Luego de la transfusión de sangre, Kanon tuvo que esperar a que terminaran de operar a su hermano y saliera de la sala cuidados intensivos. Una vez que Saga se encontraba fuera de peligro, le llevaron a su habitación. Donde su madre y hermano le esperaban. Pero no pudieron hablar con él puesto que seguía bajos los efectos de los analgésicos. Y todo parecía indicar que Saga no despertaría pronto.
Kanon convenció a su madre que se fuera a casa, que descansara un poco y se preocupara de nada, puesto que él estaría con Saga y no se movería de su lado hasta que se recuperara del todo.
Kira, así lo hizo. Comprendía perfectamente a su hijo y sabía lo unidos que eran ambos, más de lo usual para su gusto. Pero en ese instante, no tenía ánimos para pensar en ello.
*-*
Saga tuvo que quedarse internado un par de semanas, semanas que Kanon también se quedó el hospital. Como se había prometido así mismo, no dejo un solo instante solo a su hermano, salvo en situaciones que eran necesarias.
Kanon intentó indagar sobre los agresores de su hermano, pero Saga no podía darle la información que le pedía su hermano, puesto que no conocía a sus agresores, y lo que era peor, no recordaba ningún detalle que ayudara a identificarlos.
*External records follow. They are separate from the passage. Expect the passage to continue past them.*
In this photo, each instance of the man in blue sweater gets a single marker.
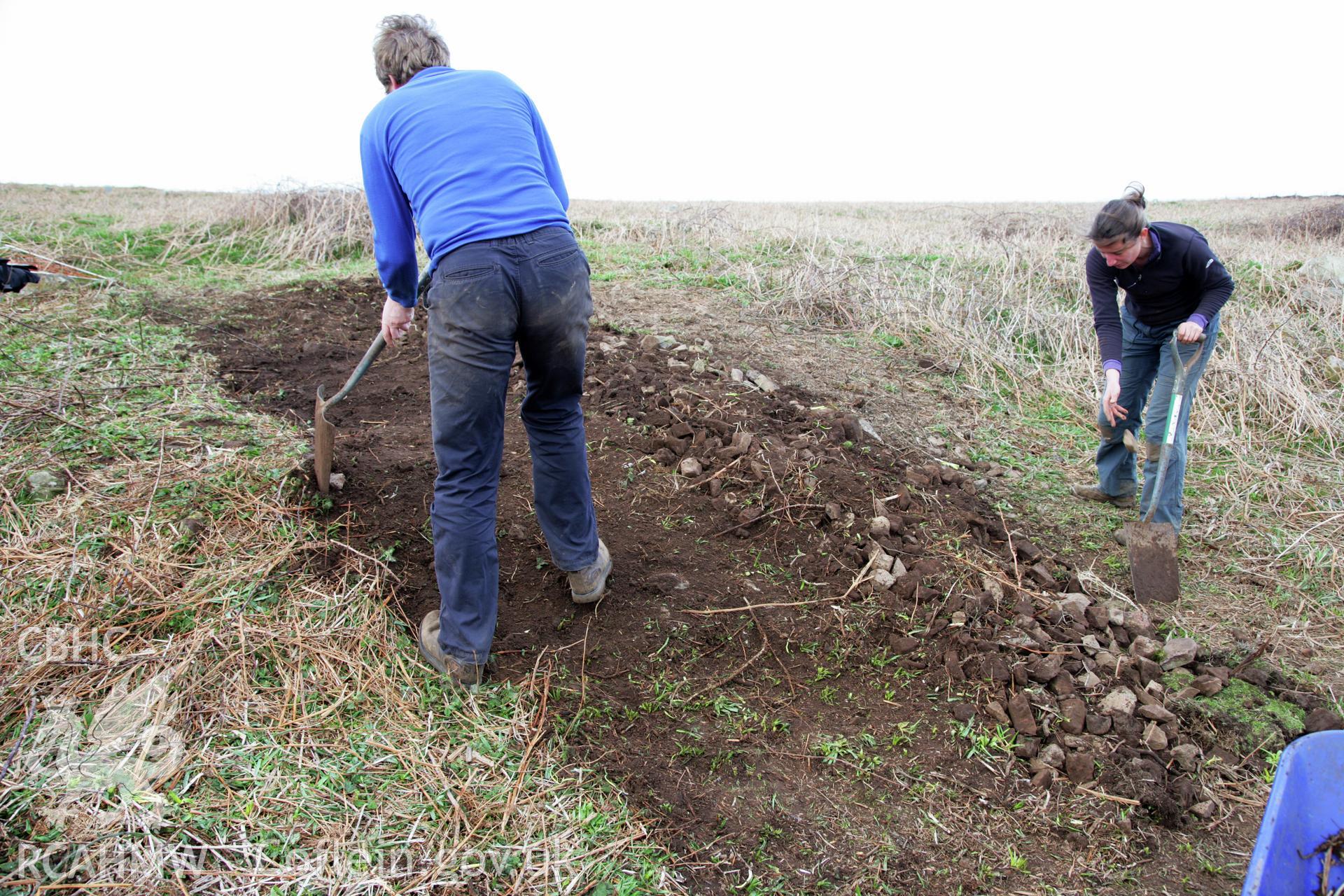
(1174, 284)
(464, 158)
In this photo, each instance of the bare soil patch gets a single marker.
(792, 716)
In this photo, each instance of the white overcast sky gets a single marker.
(720, 99)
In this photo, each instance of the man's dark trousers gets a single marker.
(484, 298)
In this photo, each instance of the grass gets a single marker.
(188, 701)
(315, 752)
(1000, 292)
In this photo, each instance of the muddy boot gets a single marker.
(1093, 493)
(589, 583)
(460, 673)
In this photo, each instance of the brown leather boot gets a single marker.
(460, 673)
(589, 583)
(1094, 493)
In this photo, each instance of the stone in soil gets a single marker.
(1142, 647)
(1156, 713)
(995, 711)
(904, 644)
(1097, 724)
(1187, 757)
(1019, 710)
(1075, 606)
(1081, 767)
(1322, 719)
(1073, 715)
(1119, 701)
(1179, 652)
(1051, 755)
(690, 468)
(1155, 738)
(1203, 811)
(1208, 685)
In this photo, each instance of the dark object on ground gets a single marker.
(1303, 814)
(324, 431)
(1152, 546)
(15, 277)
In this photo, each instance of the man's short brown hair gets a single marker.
(403, 46)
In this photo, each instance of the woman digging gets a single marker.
(1174, 284)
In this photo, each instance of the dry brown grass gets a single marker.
(1000, 290)
(201, 685)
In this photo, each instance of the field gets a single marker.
(210, 675)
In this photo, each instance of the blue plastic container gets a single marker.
(1306, 808)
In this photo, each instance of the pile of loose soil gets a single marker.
(812, 643)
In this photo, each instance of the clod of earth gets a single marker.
(45, 485)
(803, 507)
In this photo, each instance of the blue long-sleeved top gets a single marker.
(1182, 280)
(463, 156)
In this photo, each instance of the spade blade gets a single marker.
(324, 442)
(1152, 562)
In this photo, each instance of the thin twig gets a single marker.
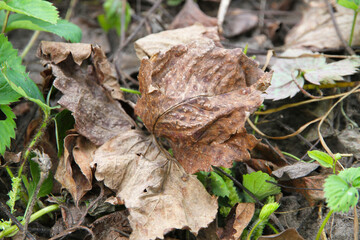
(344, 43)
(3, 207)
(274, 110)
(323, 143)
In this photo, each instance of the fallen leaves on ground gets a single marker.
(201, 105)
(163, 41)
(300, 65)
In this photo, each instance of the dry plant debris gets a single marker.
(196, 94)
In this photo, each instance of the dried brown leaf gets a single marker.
(58, 52)
(78, 151)
(316, 29)
(191, 14)
(290, 233)
(87, 93)
(163, 41)
(201, 105)
(158, 193)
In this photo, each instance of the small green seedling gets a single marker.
(113, 16)
(341, 190)
(264, 215)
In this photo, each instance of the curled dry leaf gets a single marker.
(201, 105)
(316, 29)
(158, 193)
(191, 14)
(163, 41)
(78, 151)
(86, 90)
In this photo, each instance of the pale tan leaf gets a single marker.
(163, 41)
(87, 93)
(316, 29)
(77, 180)
(159, 194)
(201, 105)
(58, 52)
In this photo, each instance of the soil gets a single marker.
(295, 211)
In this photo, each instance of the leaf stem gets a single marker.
(130, 91)
(323, 224)
(353, 28)
(33, 217)
(253, 229)
(5, 21)
(30, 44)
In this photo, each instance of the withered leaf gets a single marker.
(158, 193)
(78, 151)
(198, 97)
(87, 92)
(316, 29)
(191, 14)
(163, 41)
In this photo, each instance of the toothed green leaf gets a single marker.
(62, 28)
(256, 183)
(341, 191)
(39, 9)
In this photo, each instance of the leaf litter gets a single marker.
(208, 103)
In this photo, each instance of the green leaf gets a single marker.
(38, 9)
(267, 210)
(12, 71)
(112, 17)
(323, 158)
(256, 183)
(351, 4)
(218, 185)
(63, 122)
(62, 28)
(47, 185)
(7, 128)
(339, 194)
Kanon contrariado, de momento, dejó que ese asunto quedara pendiente y decidió no presionar a su hermano para que recordara algo más sobre atroz incidente que estaba apunto de quitarle la vida.
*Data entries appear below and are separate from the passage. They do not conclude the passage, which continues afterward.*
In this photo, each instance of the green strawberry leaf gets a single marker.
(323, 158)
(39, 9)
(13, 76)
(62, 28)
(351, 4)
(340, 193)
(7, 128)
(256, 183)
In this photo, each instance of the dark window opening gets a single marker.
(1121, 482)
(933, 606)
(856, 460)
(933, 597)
Kanon al pensar en aquella terrorífica posibilidad, se estremecía de pies a cabeza. Desde hace mucho, Kanon no concibe la vida sin su hermano. Por ello abraza con fuera a Saga causándole daño, si bien es cierto que Saga había evolucionado favorablemente, ello no significaba que estaba del todo repuesto.
*-*
El día que dieron de alta a Saga, Kanon era el más emocionado y feliz por la noticia, por lo que vio que todo estuviera al agrado de su hermano.
Una vez que Saga estuvo acomodado en su habitación, Kanon se mudó con él, arguyendo que le resultaría más sencillo cuidar de su hermano convaleciente. Aunque Saga quiso disuadirlo de aquella idea, no lo consiguió, puesto que Kanon demostró ser más convincente y elocuente que él.
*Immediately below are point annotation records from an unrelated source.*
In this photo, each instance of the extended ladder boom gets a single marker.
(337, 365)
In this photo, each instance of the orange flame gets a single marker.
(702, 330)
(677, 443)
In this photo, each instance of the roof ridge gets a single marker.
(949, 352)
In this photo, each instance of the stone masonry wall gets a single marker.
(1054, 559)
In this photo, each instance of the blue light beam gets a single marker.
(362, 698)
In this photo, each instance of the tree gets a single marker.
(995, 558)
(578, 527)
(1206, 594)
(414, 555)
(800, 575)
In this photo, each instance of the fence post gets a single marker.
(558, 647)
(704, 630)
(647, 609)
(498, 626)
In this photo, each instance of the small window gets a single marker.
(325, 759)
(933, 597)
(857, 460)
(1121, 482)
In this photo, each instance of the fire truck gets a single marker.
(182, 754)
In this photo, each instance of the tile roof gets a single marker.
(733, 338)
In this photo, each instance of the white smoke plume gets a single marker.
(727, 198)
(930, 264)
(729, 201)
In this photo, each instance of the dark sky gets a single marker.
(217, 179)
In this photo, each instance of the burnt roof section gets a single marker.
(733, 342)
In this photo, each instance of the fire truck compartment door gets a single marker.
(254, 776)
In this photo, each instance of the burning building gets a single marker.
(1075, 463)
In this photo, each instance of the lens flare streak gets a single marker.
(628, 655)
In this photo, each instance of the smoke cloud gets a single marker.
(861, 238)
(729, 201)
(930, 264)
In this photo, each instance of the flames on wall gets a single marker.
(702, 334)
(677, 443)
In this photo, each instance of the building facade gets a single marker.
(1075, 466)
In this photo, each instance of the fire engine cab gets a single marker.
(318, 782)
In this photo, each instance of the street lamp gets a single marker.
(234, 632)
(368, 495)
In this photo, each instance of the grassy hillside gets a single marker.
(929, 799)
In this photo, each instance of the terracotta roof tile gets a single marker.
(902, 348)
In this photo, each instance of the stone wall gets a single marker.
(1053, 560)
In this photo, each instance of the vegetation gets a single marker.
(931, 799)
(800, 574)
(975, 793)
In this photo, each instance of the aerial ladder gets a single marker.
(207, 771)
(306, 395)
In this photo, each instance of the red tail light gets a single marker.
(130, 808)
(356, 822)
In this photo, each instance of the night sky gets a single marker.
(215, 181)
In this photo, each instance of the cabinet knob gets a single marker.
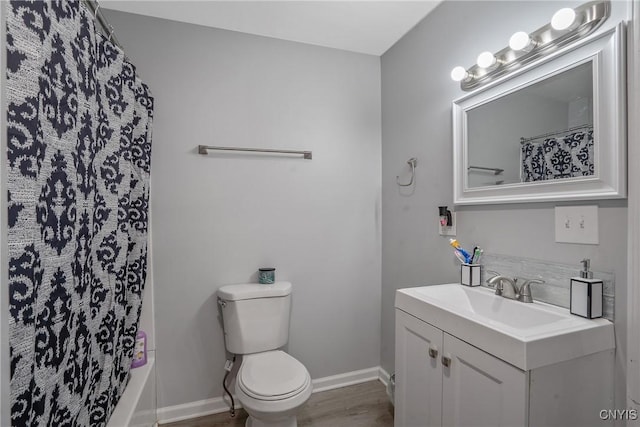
(446, 361)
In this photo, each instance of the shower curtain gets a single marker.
(565, 155)
(79, 146)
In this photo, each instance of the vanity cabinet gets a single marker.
(467, 357)
(441, 380)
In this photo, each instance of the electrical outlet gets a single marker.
(577, 224)
(448, 231)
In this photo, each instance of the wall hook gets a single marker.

Kira, no tuvo más remedio que acepta los argumentos de su hijo y aceptar que Kanon se murada a la habitación de Saga y cuidara de él. Aunque en el fondo de su corazón, sospechaba los verdaderos motivos de su hijo. Solo espera que sus nobles sentimientos fueran correspondidos.
Los días transcurrías sin mayores cambios; Saga se recuperaba mucho más pronto de lo previsto, obviamente gracias a los atentos cuidados de su hermano.
Una noche, mientras conversaban sobre trivialidades de la vida, Kanon inició un juego que Saga aceptó de buen grado porque estaba cansado de hacer nada interesante todo el día. El juego consistía en mantener derribado al otro el mayor tiempo posible. Claro que Kanon le daría ventaja a su hermano por estar convaleciente aún. Hecho que indignó muchísimo a Saga, y tomándole por sorpresa, derribó a Kanon sobre su cama y lo aprisionó entre sus piernas.
Kanon no paraba de reír por la hazaña de su hermano. Sin embargo, sin mucha dificultad, intercambió los papeles. Pero Saga no cedía fácilmente. Le daba dura batalla a su hermano. Hasta que Kanon apresó las muñecas de su hermano y las sujetó sobre su cabeza. Por breves instantes, ambos se quedaron en completo silencio. Ninguno atinaba a decir nada. Se contemplaron en silencio por varios minutos, y Kanon, sin pensar en sus acciones unió sus labios a los de su hermano, quien aceptó de buen grado aquel gesto de su hermano.
Lo que había iniciado como un simple juego, pasó a un juego erótico. Los tímidos besos y caricias, con el calor de sus cuerpos, se hicieron más demandantes y atrevidos, hasta que finalmente llegaron a consumar el acto sexual. Luego que hubo pasado la excitación y recobraran el aliento, Kanon dijo: -Siempre te protegeré Saga… Nunca nadie va a volver a lastimarte de la forma como lo hizo…-
Desde entonces, Saga y Kanon se hicieron dependientes, el uno del otro, y se buscaban mutuamente.
Aunque nunca llegaron a descubrir a los agresores de Saga, gracias a ese terrible incidente, Saga y Kanon descubrieron su amor.
Y colorín colorado, esta cuento ha termindado.